Innovative Strategy to Reduce Autogenous Shrinkage in Alkali-Activated Slag Using Hydrophilic Carbon Nanotube Sponge
Xinming Wang, Jing Zhong, Yubo Sun
doi:10.1016/j.compositesb.2025.112447
利用亲水性碳纳米管海绵降低碱渣自缩水率的创新策略
Alkali-activated slag (AAS) cement is recognized as a sustainable alternative to Portland cement (PC) binders. However, its practical application in construction is hindered by significant autogenous shrinkage. This study presents an innovative internal curing strategy by incorporating a hydrophilic carbon nanotube sponge (H-CNTSP) into the AAS paste.

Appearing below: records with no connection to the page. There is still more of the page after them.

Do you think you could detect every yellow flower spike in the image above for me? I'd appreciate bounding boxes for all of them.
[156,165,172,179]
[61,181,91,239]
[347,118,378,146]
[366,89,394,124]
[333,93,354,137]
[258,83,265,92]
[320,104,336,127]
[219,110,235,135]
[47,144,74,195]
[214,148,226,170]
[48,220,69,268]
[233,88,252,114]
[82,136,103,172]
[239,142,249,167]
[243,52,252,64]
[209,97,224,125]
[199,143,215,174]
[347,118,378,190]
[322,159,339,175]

Due to the high stiffness of the CNT framework, H-CNTSP exhibits remarkable absorption capacities for activator and pore solution, reaching 74 g/g and 67 g/g, respectively—236% higher than that of conventional superabsorbent polymer (SAP). The addition of just 0.08 wt.% H-CNTSP effectively reduces autogenous shrinkage by 71%, attributed to the sustained liquid release, as confirmed by the monitoring of internal relative humidity. Moreover, the loss in mechanical properties typically associated with internal curing agents is significantly minimized, thanks to the formation of a CNT/reaction product nanocomposite layer with enhanced stiffness. This study offers a promising solution to address the limitations of the AAS system, paving the way for its broader implementation in engineering applications.